Gaza’s Hamas-run police force said Thursday that it killed 12 members of the Israeli-backed Abu Shabab militia in Gaza, which said its fighters had killed five Hamas operatives but made no mention of its own casualties.
It was not immediately possible to verify the competing claims or confirm the identities of those killed.
According to Hamas, the Abu Shabab gunmen were killed early Wednesday by the Gaza police’s Sahm unit, which Hamas says was established to combat looting. The unit released video footage showing several dead men lying in the street, saying they were Abu Shabab fighters who had been detained and killed for collaborating with Israel. It was not possible to verify the images or the claims around them.
Abu Shabab has been operating in an Israeli-controlled area of southern Gaza’s Rafah. Israel confirmed last week that it was arming the militia to bolster opposition to Hamas.
Abu Shabab has said it secures aid deliveries but been accused of looting aid trucks. Meanwhile, Israel on Thursday released what it said were Hamas documents showing the terror group maintained a policy of confiscating 15%-25% of aid entering Gaza since the war there was sparked by the Hamas onslaught of October 7, 2023.
The killings came shortly after the US- and Israel-backed Gaza Humanitarian Foundation (GHF) accused Hamas of attacking a bus carrying its Palestinian aid workers, killing at least eight, and preventing the wounded from being treated at a hospital in the Strip. GHF interim CEO John Acree said some employees “may have been taken hostage.”
Dozens of Palestinians have been killed while trying to reach GHF distribution points since they began operating in late May, according to Hamas’s civil defence agency.

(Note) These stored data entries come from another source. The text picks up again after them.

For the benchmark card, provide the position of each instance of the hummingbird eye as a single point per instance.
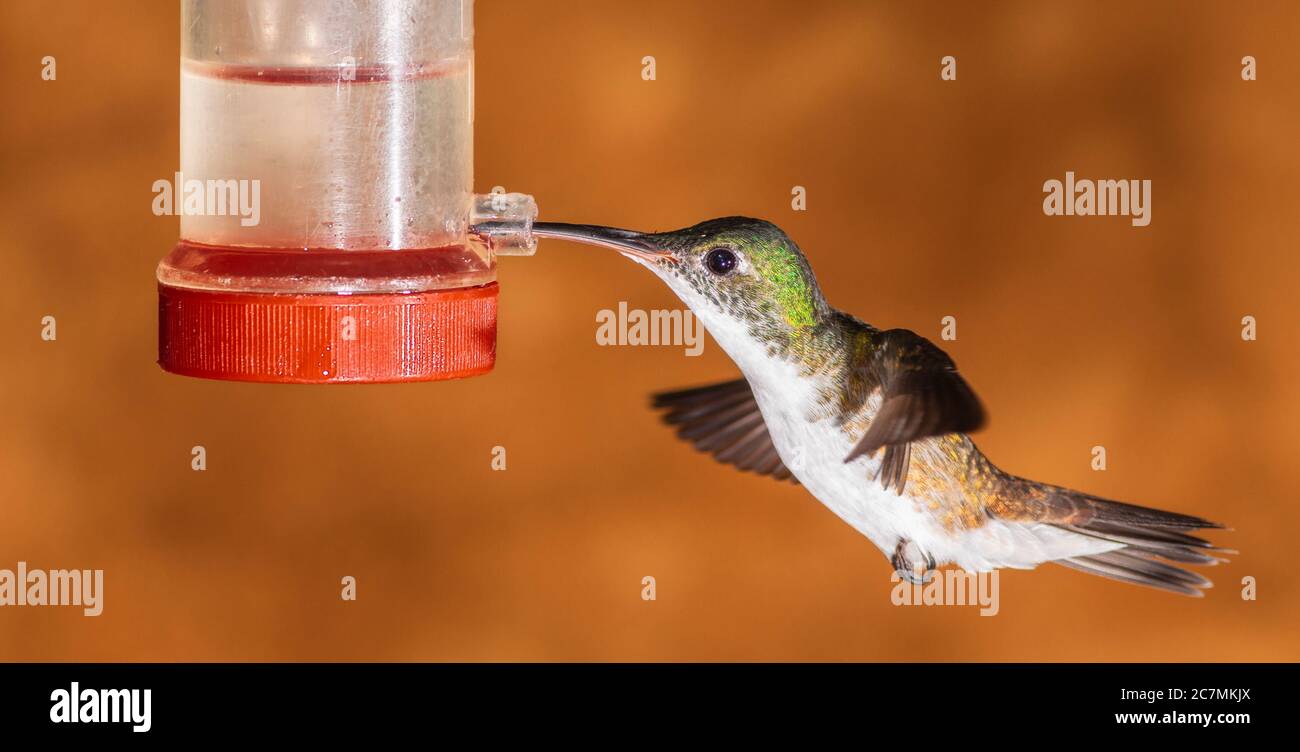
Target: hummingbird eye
(720, 260)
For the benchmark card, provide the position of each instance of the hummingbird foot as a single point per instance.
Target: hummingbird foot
(911, 564)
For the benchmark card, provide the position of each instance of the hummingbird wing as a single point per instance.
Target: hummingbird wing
(723, 419)
(921, 396)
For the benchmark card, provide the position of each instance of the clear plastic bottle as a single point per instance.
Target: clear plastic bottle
(326, 164)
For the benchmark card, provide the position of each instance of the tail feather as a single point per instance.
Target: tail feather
(1151, 539)
(1130, 566)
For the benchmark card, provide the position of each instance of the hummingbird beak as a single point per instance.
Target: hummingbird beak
(624, 241)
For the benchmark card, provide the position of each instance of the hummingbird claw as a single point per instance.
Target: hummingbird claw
(917, 573)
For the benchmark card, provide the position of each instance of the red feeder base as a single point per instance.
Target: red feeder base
(328, 338)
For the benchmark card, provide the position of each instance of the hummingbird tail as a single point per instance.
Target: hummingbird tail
(1149, 540)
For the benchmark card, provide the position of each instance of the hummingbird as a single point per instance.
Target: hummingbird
(875, 423)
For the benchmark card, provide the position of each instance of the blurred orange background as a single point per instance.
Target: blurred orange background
(923, 201)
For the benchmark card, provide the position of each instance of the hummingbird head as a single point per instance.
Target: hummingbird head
(733, 272)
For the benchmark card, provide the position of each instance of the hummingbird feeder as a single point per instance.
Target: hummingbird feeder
(329, 230)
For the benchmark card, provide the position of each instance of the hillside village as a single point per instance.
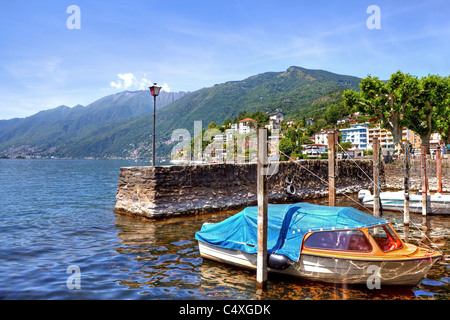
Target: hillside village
(293, 139)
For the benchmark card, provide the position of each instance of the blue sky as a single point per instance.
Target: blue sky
(188, 45)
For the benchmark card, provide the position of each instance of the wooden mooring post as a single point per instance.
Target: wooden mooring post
(423, 162)
(262, 197)
(331, 169)
(406, 173)
(376, 175)
(439, 169)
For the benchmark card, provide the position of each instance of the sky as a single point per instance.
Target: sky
(61, 52)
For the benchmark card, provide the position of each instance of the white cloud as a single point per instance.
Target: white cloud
(129, 81)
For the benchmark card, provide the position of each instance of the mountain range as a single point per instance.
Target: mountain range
(120, 125)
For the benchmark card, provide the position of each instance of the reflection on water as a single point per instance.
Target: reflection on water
(164, 263)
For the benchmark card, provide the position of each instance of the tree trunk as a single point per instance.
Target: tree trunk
(397, 133)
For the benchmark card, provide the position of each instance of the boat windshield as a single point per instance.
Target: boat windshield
(385, 238)
(346, 240)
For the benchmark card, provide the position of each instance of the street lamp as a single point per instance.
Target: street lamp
(154, 90)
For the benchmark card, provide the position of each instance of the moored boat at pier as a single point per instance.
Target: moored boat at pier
(330, 244)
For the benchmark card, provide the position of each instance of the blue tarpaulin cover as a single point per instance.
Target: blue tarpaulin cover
(287, 225)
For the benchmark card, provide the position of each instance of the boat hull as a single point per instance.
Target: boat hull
(408, 271)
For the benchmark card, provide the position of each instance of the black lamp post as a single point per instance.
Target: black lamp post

The IDF has confirmed firing warning shots in at least eight instances, but disputed the Hamas death tolls.
The civil defense agency said another 21 people were killed while waiting for aid on Thursday, adding that they were among 29 people across the territory who were killed by Israeli fire.
When contacted by AFP about reports of a deadly incident near an aid distribution point close to the Netzarim corridor in central Gaza, the Israeli military said it had “conducted warning shots… hundreds of meters (yards) from the aid distribution site, prior to its opening hours.”
In an update after accusing Hamas of firing on its Palestinian employees, GHF said Thursday that the terror group had blocked the Red Cross from transporting victims to the Nasser Hospital in the southern city of Khan Younis.
A crowd soon gathered at the scene, forcing the Hamas terrorists to retreat, the update said.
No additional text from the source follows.